Taking a knee: Why we should join the national discussion
Written by Brendan Doyle|
September 26, 2016
In the past few weeks, San Francisco 49ers quarterback Colin Kaepernick has ignited a movement that has spread to the College of William and Mary, protesting police violence against African-Americans during the national anthem, albeit controversially.
Simultaneously, multiple innocent African-American men have tragically been gunned down by police, in, at best, questionable context.
Where do we go from here? Or, more specifically, how do we go from awareness to action here at the College?
Although many disagree with the way the protest has been carried out, few disagree with its intended message.
As of today, Kaepernick and a handful of others scattered throughout the NFL have definitely raised awareness of these issues. The movement has spread around the country, where many sports teams, including members of the William and Mary men’s soccer team, have knelt for the national anthem. Even fellow players who have not protested the anthem, like Carolina Panthers quarterback Cam Newton, have expressed their support for Kaepernick and his sentiments. Newton wrote on his Instagram, “I salute him for standing (in this case kneeling) for something to if not to fix the issues; raise awareness of the issues (sic).” Although many disagree with the way the protest has been carried out, few disagree with its intended message.

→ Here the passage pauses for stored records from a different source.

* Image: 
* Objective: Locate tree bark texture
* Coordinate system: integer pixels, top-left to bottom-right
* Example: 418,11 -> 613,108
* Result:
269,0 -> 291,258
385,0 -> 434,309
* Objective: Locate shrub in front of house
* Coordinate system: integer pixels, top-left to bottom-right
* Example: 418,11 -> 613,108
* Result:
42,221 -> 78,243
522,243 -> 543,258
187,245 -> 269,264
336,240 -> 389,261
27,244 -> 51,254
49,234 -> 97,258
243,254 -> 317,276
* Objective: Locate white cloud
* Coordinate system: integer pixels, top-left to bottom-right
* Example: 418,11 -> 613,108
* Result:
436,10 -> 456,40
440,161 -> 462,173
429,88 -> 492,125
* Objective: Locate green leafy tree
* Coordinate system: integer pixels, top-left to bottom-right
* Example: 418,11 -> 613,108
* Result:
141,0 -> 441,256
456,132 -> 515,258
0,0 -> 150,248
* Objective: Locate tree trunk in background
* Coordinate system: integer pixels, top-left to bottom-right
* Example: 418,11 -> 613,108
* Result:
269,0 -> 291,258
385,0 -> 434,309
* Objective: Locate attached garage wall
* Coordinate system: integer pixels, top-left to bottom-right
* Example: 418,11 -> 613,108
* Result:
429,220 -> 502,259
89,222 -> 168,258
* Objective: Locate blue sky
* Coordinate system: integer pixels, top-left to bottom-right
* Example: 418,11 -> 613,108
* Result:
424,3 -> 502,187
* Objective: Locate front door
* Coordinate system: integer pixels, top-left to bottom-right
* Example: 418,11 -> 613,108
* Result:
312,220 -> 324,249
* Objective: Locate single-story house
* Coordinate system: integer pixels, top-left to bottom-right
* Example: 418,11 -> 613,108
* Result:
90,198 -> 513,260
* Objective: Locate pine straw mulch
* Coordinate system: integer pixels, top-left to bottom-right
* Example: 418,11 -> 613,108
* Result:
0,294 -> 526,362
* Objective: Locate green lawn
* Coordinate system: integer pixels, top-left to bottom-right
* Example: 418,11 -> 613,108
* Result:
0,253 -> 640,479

But, as I’m writing this, there are riots on the streets of Charlotte, after a black man was shot and killed under unclear circumstances Tuesday. Last Friday, an unarmed black man was killed by police in Tulsa. Nothing seems to change when it comes to police brutality in regards to African-Americans.
I’m frustrated with society’s inability to change, at least thus far. But I also believe that the continued conversation about race and its place in American culture and society, will, in time, facilitate change.
As a white male, I need to acknowledge my privilege in order to understand what others are going through. I encourage others to do the same. In doing so it becomes easier to realize that others do not have the same untroubled life that I do, and therefore it becomes easier to sympathize and endeavor to make things better.
Overt racism may not be widespread anymore, but subtler forms of racism are still unfortunately much too common.
America is a place where peaceful protest can have a huge impact. The way we make our country and the world a better place is by pushing the conversation on inequality in America. Overt racism may not be widespread anymore, but subtler forms of racism are still unfortunately much too common. The best way to combat this is to talk about race and its place in our society.
Students in positions of authority at the College need to continue to speak up. The people who know that their words or actions will be heard, like athletes, must be the ones to continue to hold watch. But responsibility also comes to all of us to keep standing up for what we know is right. What our men’s soccer players did was courageous, now it is up to the rest of the student body to continue to show that same courage.
On Wednesday, at a press conference, Seattle Seahawks cornerback Richard Sherman spoke up, saying “Something needs to be done. And so when a guy takes a knee, you can ignore it. You can say, ‘He’s not being patriotic, he’s not honoring the flag.’ I’m doing none of those things. I’m saying, straight up, this is wrong and we need to do something.”
When athletes such as Sherman, Newton and Kaepernick continue to shine a light on issues facing African-Americans in today’s America, people listen. It is up to the rest of us to keep talking about them, both on campus and back home. We can be those people to do something. Tough conversations like these have the power to change the world.